Search code examples
pythontensorflowlstmautoencoder

Training autoencoder for variant length time series - Tensorflow


I am trying to train a LSTM model to reconstruct time series data. I have a data set of ~1800 univariant time-series. Basically I'm trying to solve a problem similar to this one Anomaly detection in ECG plots, but my time series have different lengths.

I used this approach to deal with variant length: How to apply LSTM-autoencoder to variant-length time-series data? and this approach to split the input data based on shape: Keras misinterprets training data shape

When looping over the data and fitting a model for every shape. is the model eventually only based on the last shape it trained on or is it using all the data to train the final model?

How would I train the model on all input data regardless shape of data? I know I can add padding but I am trying to use the data as is at this point.

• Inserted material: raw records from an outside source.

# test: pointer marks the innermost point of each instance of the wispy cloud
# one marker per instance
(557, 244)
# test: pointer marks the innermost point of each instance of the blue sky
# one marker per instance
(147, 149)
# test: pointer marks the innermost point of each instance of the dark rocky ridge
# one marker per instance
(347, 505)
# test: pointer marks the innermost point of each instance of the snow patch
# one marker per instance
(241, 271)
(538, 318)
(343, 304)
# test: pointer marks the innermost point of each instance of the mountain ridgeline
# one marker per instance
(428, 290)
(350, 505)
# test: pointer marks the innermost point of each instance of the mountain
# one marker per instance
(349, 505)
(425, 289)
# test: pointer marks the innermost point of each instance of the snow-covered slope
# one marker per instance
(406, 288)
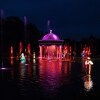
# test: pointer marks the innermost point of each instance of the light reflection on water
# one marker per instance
(49, 77)
(52, 74)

Any suggestions or other approaches to deal with different length on timeseries? (It is not an issue of time sampling it is more of one timeseries started recording on day X and some only on day X+100)

Here is the code I am using for my autoencoder:

import keras.backend as K
from keras.layers import (Input, Dense, TimeDistributed, LSTM, GRU, Dropout, merge,
                      Flatten, RepeatVector, Bidirectional, SimpleRNN, Lambda)


def encoder(model_input, layer, size, num_layers, drop_frac=0.0, output_size=None,
        bidirectional=False):
    """Encoder module of autoencoder architecture"""
   if output_size is None:
      output_size = size
   encode = model_input
   for i in range(num_layers):
       wrapper = Bidirectional if bidirectional else lambda x: x
       encode = wrapper(layer(size, name='encode_{}'.format(i),
                           return_sequences=(i < num_layers - 1)))(encode)
       if drop_frac > 0.0:
          encode = Dropout(drop_frac, name='drop_encode_{}'.format(i))(encode)
  encode = Dense(output_size, activation='linear', name='encoding')(encode)
  return encode


def repeat(x):

   stepMatrix = K.ones_like(x[0][:,:,:1]) #matrix with ones, shaped as (batch, steps, 1)
   latentMatrix = K.expand_dims(x[1],axis=1) #latent vars, shaped as (batch, 1, latent_dim)

   return K.batch_dot(stepMatrix,latentMatrix)


def decoder(encode, layer, size, num_layers, drop_frac=0.0, aux_input=None,
        bidirectional=False):
   """Decoder module of autoencoder architecture"""

   decode = Lambda(repeat)([inputs,encode])
   if aux_input is not None:
       decode = merge([aux_input, decode], mode='concat')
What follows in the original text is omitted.